Qualche mese dopo, nei 75 gradi di un Taliercio coerente con le peggiori profezie sul climate change, in gara-7 Venezia conquista il tricolore superando una Sassari a trazione italiana meravigliosamente trasformata da Pozzecco, al quale é mancato davvero pochissimo per smentire la tradizione per cui nessun “subentrato a stagione in corso” ha mai vinto lo scudetto.

Per il 2020 gli appassionati si godono gli effetti delle super-stelle appena arrivate nel nostro campionato, oltre alla splendida conferma di Sassari. Senza nulla togliere alla banda-Poz, il desiderio espresso alla befana è di una serie di finale play-off al meglio delle 21 tra il Chacho e Teodosic, ciascuno con 11 compagni scelti a caso come al campetto di via Dezza.

 

Milano. Capitolo dolente per il 2019: anno cominciato con l’Olimpia teoricamente ancora in corsa su tutti i fronti, ma con navigazione sinistramente simile a quella del Titanic, con orchestra festante e iceberg in avvicinamento veloce. Lo 0-3 inferto da Sassari in semifinale scudetto ha, se non altro, il merito di sancire la fine di un ciclo quasi decennale largamente inferiore ad attese e budget, con il definitivo saluto (oltre che di un Pianigiani mai entrato nei cuori biancorossi) di Sua Eleganza Proli.

Per questo, il 2020 rappresenta una svolta, in termini di impostazione, comunicazione e  prospettive: che non sono il vincere subito qualcosa, ma la costruzione di una piattaforma necessaria per competere stabilmente ad altissimo livello.

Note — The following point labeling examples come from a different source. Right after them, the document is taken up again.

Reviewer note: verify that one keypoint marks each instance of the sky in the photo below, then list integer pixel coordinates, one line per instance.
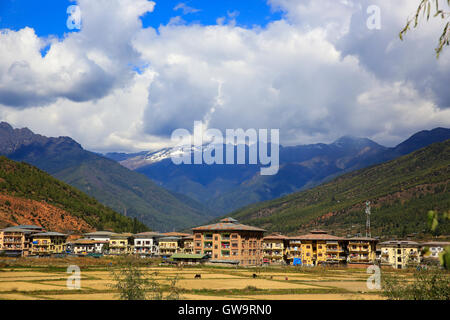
(136, 70)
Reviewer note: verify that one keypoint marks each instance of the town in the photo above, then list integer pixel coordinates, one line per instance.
(226, 243)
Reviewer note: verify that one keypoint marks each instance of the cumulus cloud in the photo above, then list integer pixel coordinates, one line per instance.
(316, 74)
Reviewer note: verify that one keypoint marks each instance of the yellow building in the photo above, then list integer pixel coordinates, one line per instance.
(274, 248)
(186, 244)
(120, 244)
(230, 242)
(16, 241)
(400, 254)
(169, 246)
(361, 250)
(48, 243)
(316, 248)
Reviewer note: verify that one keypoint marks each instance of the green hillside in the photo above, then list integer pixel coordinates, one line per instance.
(122, 189)
(401, 191)
(25, 181)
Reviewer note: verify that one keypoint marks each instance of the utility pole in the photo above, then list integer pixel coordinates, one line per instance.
(368, 233)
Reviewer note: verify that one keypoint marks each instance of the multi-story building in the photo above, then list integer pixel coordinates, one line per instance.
(147, 243)
(274, 248)
(16, 241)
(433, 249)
(186, 244)
(294, 251)
(169, 246)
(230, 242)
(99, 235)
(316, 248)
(400, 254)
(48, 243)
(120, 244)
(361, 250)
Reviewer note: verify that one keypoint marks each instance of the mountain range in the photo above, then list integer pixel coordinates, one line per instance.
(127, 192)
(225, 188)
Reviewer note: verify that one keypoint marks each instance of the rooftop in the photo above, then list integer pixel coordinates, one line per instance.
(99, 233)
(176, 234)
(228, 224)
(188, 256)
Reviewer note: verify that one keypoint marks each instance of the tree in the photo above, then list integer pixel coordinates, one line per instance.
(133, 283)
(425, 10)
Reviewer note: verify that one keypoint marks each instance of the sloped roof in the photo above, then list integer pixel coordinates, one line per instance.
(228, 224)
(188, 256)
(100, 233)
(149, 234)
(45, 234)
(361, 239)
(88, 241)
(16, 229)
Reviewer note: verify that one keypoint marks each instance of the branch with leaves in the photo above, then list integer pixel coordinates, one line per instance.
(425, 10)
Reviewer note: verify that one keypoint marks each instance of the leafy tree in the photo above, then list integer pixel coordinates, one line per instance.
(133, 283)
(425, 10)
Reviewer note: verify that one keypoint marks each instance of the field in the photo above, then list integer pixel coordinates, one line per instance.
(47, 279)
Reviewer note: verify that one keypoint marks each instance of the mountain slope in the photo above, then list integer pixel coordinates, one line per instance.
(401, 191)
(31, 196)
(110, 183)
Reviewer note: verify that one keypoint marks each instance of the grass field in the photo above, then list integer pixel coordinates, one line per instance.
(47, 279)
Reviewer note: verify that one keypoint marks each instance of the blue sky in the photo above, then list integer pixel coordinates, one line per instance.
(48, 17)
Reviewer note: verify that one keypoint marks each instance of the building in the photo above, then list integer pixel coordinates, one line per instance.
(16, 241)
(230, 242)
(400, 254)
(183, 258)
(316, 248)
(274, 248)
(186, 244)
(362, 250)
(120, 244)
(147, 243)
(169, 246)
(86, 246)
(48, 243)
(99, 235)
(176, 234)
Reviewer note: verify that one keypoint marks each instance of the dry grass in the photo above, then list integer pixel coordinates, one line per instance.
(215, 284)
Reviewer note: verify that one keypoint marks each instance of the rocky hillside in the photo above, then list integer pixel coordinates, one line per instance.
(31, 196)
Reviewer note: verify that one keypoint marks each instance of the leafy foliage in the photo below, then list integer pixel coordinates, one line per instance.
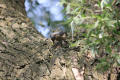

Discorso ostico per i tifosi milanesi, specie affetta da una singolare forma di “bipolarismo catastrofista con sindrome da rimpianto cronico”: il tempo per passare dalla quiete emotiva per una serie di vittorie alla più cupa disperazione per una sconfitta (o una vittoria faticosa) è misurato in micron. E nella disperazione si elevano ululati di nostalgia per chiunque abbia ormai spedito le labbra a un indirizzo nuovo, compresi tutti quelli vivacemente vituperati fino al giorno prima.